Cuidado con este filtro 📸 #shorts

31/10/2025 1:22 1,734 vistas

El Filtro de las Sombras: Un Relato de la Desaparición Digital

La pantalla, un espejo oscuro en la noche, me devolvió una mirada que no era la mía. O, más bien, me devolvió una versión de mí que preferiría no haber conocido. Todo comenzó con un short, un fragmento de video viral que prometía una simple diversión: un filtro de belleza, uno más entre la plétora de máscaras digitales que nos ofrece la red. “Cuidado con este filtro 📸 #shorts”, decía el título, una advertencia que, por supuesto, ignoré.
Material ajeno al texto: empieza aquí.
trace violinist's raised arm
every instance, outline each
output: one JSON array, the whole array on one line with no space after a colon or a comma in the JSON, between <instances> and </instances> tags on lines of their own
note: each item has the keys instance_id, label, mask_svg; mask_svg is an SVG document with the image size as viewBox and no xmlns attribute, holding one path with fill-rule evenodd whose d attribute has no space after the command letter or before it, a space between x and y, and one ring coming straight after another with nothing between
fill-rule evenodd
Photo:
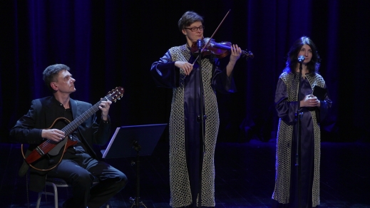
<instances>
[{"instance_id":1,"label":"violinist's raised arm","mask_svg":"<svg viewBox=\"0 0 370 208\"><path fill-rule=\"evenodd\" d=\"M187 11L180 19L178 28L186 42L170 48L159 61L153 63L150 72L157 85L173 88L170 118L170 205L173 207L197 207L202 180L201 202L203 207L215 207L214 154L220 125L216 90L234 92L232 71L242 54L237 45L231 47L228 64L221 68L214 56L197 56L190 51L194 42L203 38L203 19ZM230 58L229 58L230 57ZM196 61L195 61L196 60ZM202 82L200 82L200 68ZM204 92L204 97L201 92ZM200 151L201 123L197 120L201 103L207 122L204 122L207 157L202 160ZM203 161L202 164L200 161ZM202 178L200 179L200 170Z\"/></svg>"}]
</instances>

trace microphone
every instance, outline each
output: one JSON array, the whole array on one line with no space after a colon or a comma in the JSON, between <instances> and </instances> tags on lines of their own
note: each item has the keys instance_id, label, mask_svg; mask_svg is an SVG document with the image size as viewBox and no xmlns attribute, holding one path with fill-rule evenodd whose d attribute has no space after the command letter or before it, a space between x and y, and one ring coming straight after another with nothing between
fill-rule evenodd
<instances>
[{"instance_id":1,"label":"microphone","mask_svg":"<svg viewBox=\"0 0 370 208\"><path fill-rule=\"evenodd\" d=\"M299 56L298 57L298 63L303 63L303 61L304 61L304 56Z\"/></svg>"},{"instance_id":2,"label":"microphone","mask_svg":"<svg viewBox=\"0 0 370 208\"><path fill-rule=\"evenodd\" d=\"M197 41L197 46L198 47L198 50L202 49L202 40L199 39Z\"/></svg>"}]
</instances>

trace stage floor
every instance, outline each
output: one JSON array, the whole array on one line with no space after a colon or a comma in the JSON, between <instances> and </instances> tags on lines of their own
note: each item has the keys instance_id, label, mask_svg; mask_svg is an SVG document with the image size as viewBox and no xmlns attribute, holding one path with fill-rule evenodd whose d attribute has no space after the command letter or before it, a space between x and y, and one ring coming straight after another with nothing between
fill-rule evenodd
<instances>
[{"instance_id":1,"label":"stage floor","mask_svg":"<svg viewBox=\"0 0 370 208\"><path fill-rule=\"evenodd\" d=\"M26 177L18 177L20 145L0 144L0 207L35 207L37 193L27 194ZM129 179L125 189L109 201L110 207L131 207L129 199L136 197L136 167L130 165L135 160L106 160ZM274 160L273 142L217 143L216 207L270 207ZM170 207L168 166L168 142L160 141L151 156L140 157L140 197L148 208ZM370 143L322 142L320 181L319 207L370 207ZM68 188L59 188L60 207L70 192ZM53 207L53 203L52 197L43 197L41 207Z\"/></svg>"}]
</instances>

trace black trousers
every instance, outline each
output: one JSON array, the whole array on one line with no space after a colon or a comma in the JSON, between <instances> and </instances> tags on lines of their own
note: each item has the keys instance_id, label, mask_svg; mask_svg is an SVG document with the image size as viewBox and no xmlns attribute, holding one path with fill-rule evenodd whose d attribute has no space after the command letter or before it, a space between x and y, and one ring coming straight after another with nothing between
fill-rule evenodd
<instances>
[{"instance_id":1,"label":"black trousers","mask_svg":"<svg viewBox=\"0 0 370 208\"><path fill-rule=\"evenodd\" d=\"M108 164L87 153L68 152L61 163L48 173L48 177L61 178L72 184L73 197L66 202L67 207L101 207L126 184L125 174ZM96 177L99 183L93 187Z\"/></svg>"}]
</instances>

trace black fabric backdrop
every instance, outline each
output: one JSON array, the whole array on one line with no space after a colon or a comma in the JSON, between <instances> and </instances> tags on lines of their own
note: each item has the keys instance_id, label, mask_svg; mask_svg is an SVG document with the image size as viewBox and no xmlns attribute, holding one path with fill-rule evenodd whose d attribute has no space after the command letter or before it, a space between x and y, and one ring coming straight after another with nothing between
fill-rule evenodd
<instances>
[{"instance_id":1,"label":"black fabric backdrop","mask_svg":"<svg viewBox=\"0 0 370 208\"><path fill-rule=\"evenodd\" d=\"M274 96L294 41L309 36L334 104L322 125L323 140L369 140L369 1L1 1L0 137L50 95L42 71L64 63L77 80L72 98L93 104L116 86L125 95L111 106L113 130L168 123L172 90L158 88L151 63L185 43L177 23L188 10L204 17L205 36L252 51L238 61L237 93L217 94L220 141L267 141L276 136ZM226 60L226 59L225 59Z\"/></svg>"}]
</instances>

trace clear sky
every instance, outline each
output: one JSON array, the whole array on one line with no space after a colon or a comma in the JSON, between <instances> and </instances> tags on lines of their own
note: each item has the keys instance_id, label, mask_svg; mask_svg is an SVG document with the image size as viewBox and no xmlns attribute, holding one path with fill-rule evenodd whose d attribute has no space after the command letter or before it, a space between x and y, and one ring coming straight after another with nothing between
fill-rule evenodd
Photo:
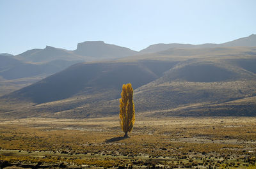
<instances>
[{"instance_id":1,"label":"clear sky","mask_svg":"<svg viewBox=\"0 0 256 169\"><path fill-rule=\"evenodd\" d=\"M140 50L256 34L255 0L0 0L0 53L88 40Z\"/></svg>"}]
</instances>

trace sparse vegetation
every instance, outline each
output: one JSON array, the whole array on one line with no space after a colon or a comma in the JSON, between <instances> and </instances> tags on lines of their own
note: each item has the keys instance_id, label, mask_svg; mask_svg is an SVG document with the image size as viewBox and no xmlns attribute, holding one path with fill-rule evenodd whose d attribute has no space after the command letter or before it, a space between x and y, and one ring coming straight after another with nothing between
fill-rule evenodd
<instances>
[{"instance_id":1,"label":"sparse vegetation","mask_svg":"<svg viewBox=\"0 0 256 169\"><path fill-rule=\"evenodd\" d=\"M255 121L138 115L132 136L118 139L122 134L117 117L2 120L0 163L31 168L253 168Z\"/></svg>"}]
</instances>

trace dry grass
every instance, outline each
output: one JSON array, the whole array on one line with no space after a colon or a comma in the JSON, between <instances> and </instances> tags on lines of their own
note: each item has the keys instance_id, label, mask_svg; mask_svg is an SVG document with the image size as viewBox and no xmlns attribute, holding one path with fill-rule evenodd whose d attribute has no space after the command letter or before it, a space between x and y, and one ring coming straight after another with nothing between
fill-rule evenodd
<instances>
[{"instance_id":1,"label":"dry grass","mask_svg":"<svg viewBox=\"0 0 256 169\"><path fill-rule=\"evenodd\" d=\"M56 167L255 165L255 117L137 117L127 139L118 117L3 120L0 160Z\"/></svg>"}]
</instances>

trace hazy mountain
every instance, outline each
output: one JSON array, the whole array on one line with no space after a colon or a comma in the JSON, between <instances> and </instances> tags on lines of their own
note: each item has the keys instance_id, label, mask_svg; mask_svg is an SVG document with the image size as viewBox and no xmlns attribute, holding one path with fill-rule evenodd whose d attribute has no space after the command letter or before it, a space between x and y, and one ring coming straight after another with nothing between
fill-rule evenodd
<instances>
[{"instance_id":1,"label":"hazy mountain","mask_svg":"<svg viewBox=\"0 0 256 169\"><path fill-rule=\"evenodd\" d=\"M1 111L19 117L116 114L122 85L131 82L136 111L143 115L255 115L255 50L170 49L115 62L77 64L1 97ZM20 105L13 110L8 103Z\"/></svg>"},{"instance_id":2,"label":"hazy mountain","mask_svg":"<svg viewBox=\"0 0 256 169\"><path fill-rule=\"evenodd\" d=\"M118 58L134 55L138 52L128 48L105 43L102 41L87 41L77 44L74 53L83 56L96 58Z\"/></svg>"},{"instance_id":3,"label":"hazy mountain","mask_svg":"<svg viewBox=\"0 0 256 169\"><path fill-rule=\"evenodd\" d=\"M13 56L13 55L9 54L7 54L7 53L3 53L3 54L0 54L0 55L5 55L5 56Z\"/></svg>"},{"instance_id":4,"label":"hazy mountain","mask_svg":"<svg viewBox=\"0 0 256 169\"><path fill-rule=\"evenodd\" d=\"M84 61L84 58L72 51L46 46L44 49L32 49L15 56L20 60L33 62L47 62L54 60Z\"/></svg>"},{"instance_id":5,"label":"hazy mountain","mask_svg":"<svg viewBox=\"0 0 256 169\"><path fill-rule=\"evenodd\" d=\"M221 44L205 43L202 45L180 44L180 43L159 43L152 45L140 51L141 54L155 53L170 48L216 48L227 47L256 47L256 35L252 34L248 37L239 38L234 41Z\"/></svg>"}]
</instances>

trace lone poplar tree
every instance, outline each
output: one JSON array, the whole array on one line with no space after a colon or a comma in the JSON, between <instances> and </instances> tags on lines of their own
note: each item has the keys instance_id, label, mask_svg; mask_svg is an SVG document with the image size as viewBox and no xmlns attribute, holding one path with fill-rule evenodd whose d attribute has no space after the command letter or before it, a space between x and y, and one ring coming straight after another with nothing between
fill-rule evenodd
<instances>
[{"instance_id":1,"label":"lone poplar tree","mask_svg":"<svg viewBox=\"0 0 256 169\"><path fill-rule=\"evenodd\" d=\"M127 133L132 130L135 122L133 89L131 84L123 84L120 103L120 123L122 129L125 133L124 137L127 138Z\"/></svg>"}]
</instances>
Ahora, la humedad fría de la paranoia se adhiere a mi piel como una segunda epidermis.

El Aroma de la Distorsión

Recuerdo el momento exacto. La luz azulada de la pantalla iluminaba mi rostro, un lienzo pálido en la oscuridad. Apliqué el filtro. Al principio, nada. Un ligero suavizado de las líneas de expresión, un brillo artificial en los ojos. Luego, la sutil distorsión. No era un cambio visual drástico, sino algo más… insidioso. Como si la imagen de mi rostro se estuviera desvaneciendo, reemplazada por una réplica ligeramente fuera de fase, una sombra que imitaba mis movimientos con un retraso imperceptible. Un olor metálico, casi a óxido, comenzó a impregnar el aire, aunque sabía que era una ilusión, una creación de mi mente perturbada. El sonido, un zumbido agudo, se filtró en mis oídos, creciendo en intensidad hasta convertirse en un latido sordo que resonaba en mi cráneo.

La Grieta en el Espejo

La descripción del video era vacía, casi deliberadamente. Sin explicaciones, sin creador identificado. Solo la promesa implícita de un juego peligroso. Comencé a investigar, a rastrear el origen del filtro. Encontré foros oscuros, hilos de discusión borrados a medias, testimonios fragmentados de personas que habían experimentado algo similar. Hablaban de pesadillas vívidas, de la sensación de ser observados, de la pérdida gradual de su propia identidad. Algunos afirmaban haber visto, en el reflejo de sus pantallas, rostros que no eran los suyos, entidades espectrales que se alimentaban de su imagen digital. La paranoia se convirtió en terror. Cada vez que me miraba en un espejo, dudaba de lo que veía. ¿Era realmente yo? ¿O era solo una máscara, una cáscara vacía habitada por algo más?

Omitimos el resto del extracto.